Dynamic Code Orchestration: Harnessing the Power of Large Language Models for Adaptive Script Execution
Justin Del Vecchio, Andrew Perreault, Eliana Furmanek
TL;DR
The paper investigates dynamic code orchestration by housing substantial business logic in written language directives that are interpreted by LLMs at runtime. It demonstrates a dynamically orchestrated Python text editor where LLM-generated code blocks are produced, compiled, and registered in the global namespace for on-the-fly execution. An empirical evaluation on the HumanEval benchmark reveals a partial success rate and highlights practical challenges such as JSON formatting, import restrictions, and infinite loops that shape future safeguards.

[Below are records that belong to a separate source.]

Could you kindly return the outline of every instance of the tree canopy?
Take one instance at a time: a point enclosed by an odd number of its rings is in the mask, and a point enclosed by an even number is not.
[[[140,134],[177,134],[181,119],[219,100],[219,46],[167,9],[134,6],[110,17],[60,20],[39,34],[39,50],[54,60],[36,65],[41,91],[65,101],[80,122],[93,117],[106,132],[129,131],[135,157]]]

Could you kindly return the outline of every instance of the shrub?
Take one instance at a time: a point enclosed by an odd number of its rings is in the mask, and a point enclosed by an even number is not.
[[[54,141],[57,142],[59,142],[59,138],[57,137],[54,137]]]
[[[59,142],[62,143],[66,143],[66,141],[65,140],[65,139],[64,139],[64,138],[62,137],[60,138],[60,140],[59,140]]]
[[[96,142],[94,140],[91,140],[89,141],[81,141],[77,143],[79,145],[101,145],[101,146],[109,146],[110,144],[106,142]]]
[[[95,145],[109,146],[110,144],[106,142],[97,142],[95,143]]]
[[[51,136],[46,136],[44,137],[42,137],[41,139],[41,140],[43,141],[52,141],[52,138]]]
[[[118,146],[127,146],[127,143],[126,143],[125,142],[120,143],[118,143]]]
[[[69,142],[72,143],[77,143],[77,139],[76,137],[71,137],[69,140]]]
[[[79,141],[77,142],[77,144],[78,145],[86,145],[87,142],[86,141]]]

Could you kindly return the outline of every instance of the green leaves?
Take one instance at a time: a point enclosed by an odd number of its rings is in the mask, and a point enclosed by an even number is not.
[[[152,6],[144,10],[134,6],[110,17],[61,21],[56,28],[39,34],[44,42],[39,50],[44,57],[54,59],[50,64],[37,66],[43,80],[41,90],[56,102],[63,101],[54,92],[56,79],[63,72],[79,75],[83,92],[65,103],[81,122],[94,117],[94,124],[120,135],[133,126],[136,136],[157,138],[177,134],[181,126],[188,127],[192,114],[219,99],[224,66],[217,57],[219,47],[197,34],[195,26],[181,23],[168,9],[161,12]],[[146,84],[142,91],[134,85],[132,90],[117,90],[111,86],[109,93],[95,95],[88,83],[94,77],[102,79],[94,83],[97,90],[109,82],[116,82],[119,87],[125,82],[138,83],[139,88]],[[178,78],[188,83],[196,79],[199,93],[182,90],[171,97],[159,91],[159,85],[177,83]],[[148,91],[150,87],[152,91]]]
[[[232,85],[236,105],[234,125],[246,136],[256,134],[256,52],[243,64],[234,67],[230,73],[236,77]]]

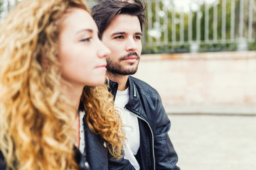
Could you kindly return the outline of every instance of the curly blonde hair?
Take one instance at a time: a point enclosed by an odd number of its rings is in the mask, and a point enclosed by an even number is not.
[[[0,26],[0,149],[8,168],[78,169],[70,140],[75,108],[60,91],[58,58],[70,8],[88,11],[83,0],[23,0]],[[120,157],[124,136],[106,86],[85,86],[81,99],[90,130]]]

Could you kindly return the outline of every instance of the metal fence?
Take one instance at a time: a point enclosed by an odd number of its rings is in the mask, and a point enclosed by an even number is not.
[[[1,0],[1,15],[18,1]],[[256,0],[191,0],[184,8],[174,0],[144,1],[144,53],[256,50]],[[91,7],[96,1],[87,1]]]
[[[173,1],[146,1],[144,43],[149,51],[256,50],[255,0],[191,1],[184,11]]]

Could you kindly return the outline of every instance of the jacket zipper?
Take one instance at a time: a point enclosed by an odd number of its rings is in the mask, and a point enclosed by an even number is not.
[[[153,152],[153,165],[154,165],[154,166],[153,166],[154,169],[153,169],[155,170],[155,169],[156,169],[156,162],[155,162],[154,149],[154,134],[153,134],[152,129],[151,128],[149,123],[148,123],[145,119],[144,119],[143,118],[140,117],[139,115],[137,115],[137,114],[134,114],[134,113],[133,113],[133,111],[129,110],[128,108],[125,108],[125,107],[124,107],[124,109],[128,110],[129,111],[130,111],[130,113],[131,113],[132,115],[135,115],[136,117],[137,117],[138,118],[142,120],[143,121],[144,121],[144,122],[148,125],[148,126],[149,126],[149,129],[150,129],[150,132],[151,132],[151,137],[152,137],[152,152]]]

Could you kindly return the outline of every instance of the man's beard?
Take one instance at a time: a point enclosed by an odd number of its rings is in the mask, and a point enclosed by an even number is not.
[[[125,60],[127,57],[135,55],[137,57],[137,63],[130,63],[130,65],[134,65],[137,64],[134,67],[125,69],[123,68],[122,64],[119,64],[119,62],[122,60]],[[138,64],[139,62],[140,57],[138,55],[138,54],[134,52],[129,52],[127,55],[120,57],[117,62],[114,62],[111,60],[111,57],[107,58],[107,72],[110,72],[113,74],[120,74],[120,75],[130,75],[130,74],[134,74],[137,69],[138,69]]]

The work points to significant potential for user-driven customization and evolving security models, with future plans focusing on adaptive scripts and defensive coding to extend functionality while mitigating risks.
Abstract
Computer programming initially required humans to directly translate their goals into machine code. These goals could have easily been expressed as a written (or human) language directive. Computers, however, had no capacity to satisfactorily interpret written language. Large language model's provide exactly this capability; automatic generation of computer programs or even assembly code from written language directives. This research examines dynamic code execution of written language directives within the context of a running application. It implements a text editor whose business logic is purely backed by large language model prompts. That is, the program's execution uses prompts and written language directives to dynamically generate application logic at the point in time it is needed. The research clearly shows how written language directives, backed by a large language model, offer radically new programming and operating system paradigms. For example, empowerment of users to directly implement requirements via written language directives, thus supplanting the need for a team ofprogrammers, a release schedule and the like. Or, new security mechanisms where static executables, always a target for reverse engineering or fuzzing, no longer exist. They are replaced by ephemeral executables that may continually change, be completely removed, and are easily updated.